Tuesday, 19 October 2021

Joint Oireachtas Committee on Climate Action

Report of the Intergovernmental Panel on Climate Change and COP26: Minister for the Environment, Climate and Communications

Photo of Eamon RyanEamon Ryan (Dublin Bay South, Green Party) | Oireachtas source

I know the area well. There is also the question of the land there. There is tension in the debate around climate change and those bachelor farmers - they are not all bachelor farmers - with bullocks on the side of a hill often get all the blame. These suckler farmers are seen as the worst offenders when it comes to climate change but they are not. We will need cattle grazing some of that land because some of it is peaty wetland with poor soil. If we let it go, we would see a range of birch, ash, holly and others draining the peatlands. Some of that type of land and peaty soil has value in the storage of carbon.
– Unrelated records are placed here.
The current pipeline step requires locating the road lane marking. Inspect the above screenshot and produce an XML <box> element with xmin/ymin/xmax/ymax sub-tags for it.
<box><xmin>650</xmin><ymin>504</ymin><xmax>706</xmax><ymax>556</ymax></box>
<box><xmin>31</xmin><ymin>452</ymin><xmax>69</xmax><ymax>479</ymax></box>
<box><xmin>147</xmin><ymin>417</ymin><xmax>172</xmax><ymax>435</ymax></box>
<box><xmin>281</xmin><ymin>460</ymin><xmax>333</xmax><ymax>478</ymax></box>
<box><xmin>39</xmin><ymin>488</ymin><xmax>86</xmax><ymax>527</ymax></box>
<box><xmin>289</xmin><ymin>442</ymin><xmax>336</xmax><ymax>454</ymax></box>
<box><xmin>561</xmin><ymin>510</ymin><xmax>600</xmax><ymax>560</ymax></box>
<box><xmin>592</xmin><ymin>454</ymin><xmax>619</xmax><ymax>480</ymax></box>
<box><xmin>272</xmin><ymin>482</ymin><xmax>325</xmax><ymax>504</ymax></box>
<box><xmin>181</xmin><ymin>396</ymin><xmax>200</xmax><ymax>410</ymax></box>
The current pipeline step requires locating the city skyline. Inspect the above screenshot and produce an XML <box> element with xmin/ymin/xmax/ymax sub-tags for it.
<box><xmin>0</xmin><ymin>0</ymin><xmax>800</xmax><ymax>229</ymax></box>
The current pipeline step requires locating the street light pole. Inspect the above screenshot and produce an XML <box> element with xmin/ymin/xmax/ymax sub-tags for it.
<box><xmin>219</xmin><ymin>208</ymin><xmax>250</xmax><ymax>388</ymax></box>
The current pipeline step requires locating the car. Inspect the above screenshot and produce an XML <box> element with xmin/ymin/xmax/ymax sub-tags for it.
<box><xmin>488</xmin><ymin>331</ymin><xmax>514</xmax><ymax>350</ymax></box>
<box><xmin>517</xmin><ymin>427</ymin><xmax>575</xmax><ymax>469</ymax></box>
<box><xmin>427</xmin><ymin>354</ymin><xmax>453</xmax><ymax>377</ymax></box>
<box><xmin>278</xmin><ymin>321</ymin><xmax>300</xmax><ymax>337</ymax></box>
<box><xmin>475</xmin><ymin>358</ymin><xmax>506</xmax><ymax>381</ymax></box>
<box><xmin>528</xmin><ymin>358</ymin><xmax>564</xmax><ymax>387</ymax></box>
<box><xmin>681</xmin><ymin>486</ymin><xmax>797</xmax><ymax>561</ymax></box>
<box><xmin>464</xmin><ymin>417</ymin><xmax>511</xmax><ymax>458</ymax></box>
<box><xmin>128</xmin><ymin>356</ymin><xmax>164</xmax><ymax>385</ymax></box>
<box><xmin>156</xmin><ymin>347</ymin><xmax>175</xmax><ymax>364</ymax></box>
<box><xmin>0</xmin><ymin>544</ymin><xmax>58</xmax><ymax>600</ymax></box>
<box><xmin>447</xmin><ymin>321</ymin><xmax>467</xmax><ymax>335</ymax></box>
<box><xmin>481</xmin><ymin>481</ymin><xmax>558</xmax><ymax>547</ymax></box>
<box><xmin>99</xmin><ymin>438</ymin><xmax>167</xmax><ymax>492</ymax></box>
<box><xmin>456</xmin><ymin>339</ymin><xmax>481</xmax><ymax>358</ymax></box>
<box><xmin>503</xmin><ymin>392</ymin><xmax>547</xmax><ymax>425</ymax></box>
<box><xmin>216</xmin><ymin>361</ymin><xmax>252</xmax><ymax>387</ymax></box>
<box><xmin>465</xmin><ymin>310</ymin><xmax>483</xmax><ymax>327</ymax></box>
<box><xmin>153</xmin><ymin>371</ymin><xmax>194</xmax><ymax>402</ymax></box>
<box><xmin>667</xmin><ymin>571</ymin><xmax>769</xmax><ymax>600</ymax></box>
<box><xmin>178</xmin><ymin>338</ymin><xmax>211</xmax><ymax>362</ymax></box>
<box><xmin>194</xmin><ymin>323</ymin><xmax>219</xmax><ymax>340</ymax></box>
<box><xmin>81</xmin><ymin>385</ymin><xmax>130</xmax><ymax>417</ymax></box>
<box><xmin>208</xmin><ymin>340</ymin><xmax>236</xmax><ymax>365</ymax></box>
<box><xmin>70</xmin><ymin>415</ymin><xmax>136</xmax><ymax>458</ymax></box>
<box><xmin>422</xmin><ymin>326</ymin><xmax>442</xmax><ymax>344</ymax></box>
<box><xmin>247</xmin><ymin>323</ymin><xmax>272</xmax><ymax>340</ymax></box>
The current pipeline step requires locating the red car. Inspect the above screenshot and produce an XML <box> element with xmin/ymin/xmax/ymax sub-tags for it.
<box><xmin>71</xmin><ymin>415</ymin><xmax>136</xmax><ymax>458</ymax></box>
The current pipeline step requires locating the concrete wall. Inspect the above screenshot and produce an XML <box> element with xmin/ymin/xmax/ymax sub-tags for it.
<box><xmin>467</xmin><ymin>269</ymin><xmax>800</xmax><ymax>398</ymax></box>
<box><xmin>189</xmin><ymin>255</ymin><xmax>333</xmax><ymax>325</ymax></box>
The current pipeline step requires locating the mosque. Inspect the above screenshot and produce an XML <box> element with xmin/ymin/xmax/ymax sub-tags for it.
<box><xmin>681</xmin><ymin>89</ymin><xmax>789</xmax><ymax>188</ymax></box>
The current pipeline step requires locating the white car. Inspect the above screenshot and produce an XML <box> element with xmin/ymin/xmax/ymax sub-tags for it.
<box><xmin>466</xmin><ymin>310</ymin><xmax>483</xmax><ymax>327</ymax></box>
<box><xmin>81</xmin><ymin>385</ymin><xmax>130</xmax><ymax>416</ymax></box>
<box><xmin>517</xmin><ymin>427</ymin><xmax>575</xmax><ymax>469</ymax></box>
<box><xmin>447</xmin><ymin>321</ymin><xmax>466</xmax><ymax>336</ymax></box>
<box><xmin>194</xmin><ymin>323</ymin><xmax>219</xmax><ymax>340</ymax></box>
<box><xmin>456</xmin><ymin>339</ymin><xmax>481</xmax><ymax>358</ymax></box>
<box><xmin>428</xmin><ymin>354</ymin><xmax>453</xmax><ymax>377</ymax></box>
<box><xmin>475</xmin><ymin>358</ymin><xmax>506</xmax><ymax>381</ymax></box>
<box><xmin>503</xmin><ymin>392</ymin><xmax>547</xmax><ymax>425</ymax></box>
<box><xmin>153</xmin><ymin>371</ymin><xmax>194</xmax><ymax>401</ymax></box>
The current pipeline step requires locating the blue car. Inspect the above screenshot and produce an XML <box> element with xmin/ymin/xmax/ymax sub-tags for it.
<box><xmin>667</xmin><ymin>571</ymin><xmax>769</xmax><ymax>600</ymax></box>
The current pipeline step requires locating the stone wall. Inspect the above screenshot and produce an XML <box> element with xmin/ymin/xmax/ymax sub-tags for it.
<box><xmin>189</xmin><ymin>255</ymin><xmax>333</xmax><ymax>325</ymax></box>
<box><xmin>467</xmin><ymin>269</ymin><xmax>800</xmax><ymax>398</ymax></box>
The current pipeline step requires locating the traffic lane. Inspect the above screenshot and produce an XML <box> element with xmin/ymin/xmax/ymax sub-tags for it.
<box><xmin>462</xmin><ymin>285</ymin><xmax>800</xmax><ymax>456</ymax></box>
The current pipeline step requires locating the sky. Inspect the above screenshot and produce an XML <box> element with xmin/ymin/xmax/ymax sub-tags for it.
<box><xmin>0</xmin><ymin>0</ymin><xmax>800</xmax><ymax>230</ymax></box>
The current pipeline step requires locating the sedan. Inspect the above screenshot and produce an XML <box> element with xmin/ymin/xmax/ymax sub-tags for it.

The Deputy is right in saying the current EU Common Agricultural Policy system is saying farmers must improve land and get rid of wetlands and hedges. They cannot have underutilised land. The opposite is what is required, and we must start paying our farmers for the natural services they can provide by maintaining some of that marginal land, including grazing it. That would lead us to managing those peaty soils in the best and most efficient way possible.

I am convinced the sort of co-operatives we have in west Cork are good at this marketing. If we really start to pay farmers and we measure or monitor those peaty and marginal soils, there should be a premium for the cattle or sheep grazing it. They would be part of a climate solution rather than a climate problem. That is what we must do right across the country. We must adjust to paying farmers for managing and protecting water quality, the storage of carbon and the restoration of diversity. It should not just be about food production. That is where the Common Agricultural Policy is going and where an additional €1.5 billion of the carbon tax revenue will go in the next decade.

We need to go further and get other systems for paying. We need a new generation of young people to take on those roles managing our land and looking after it, particularly with the more marginal soils and areas where, traditionally, it was not a first focus. It should and will be with many of the new funding mechanisms we will try to introduce.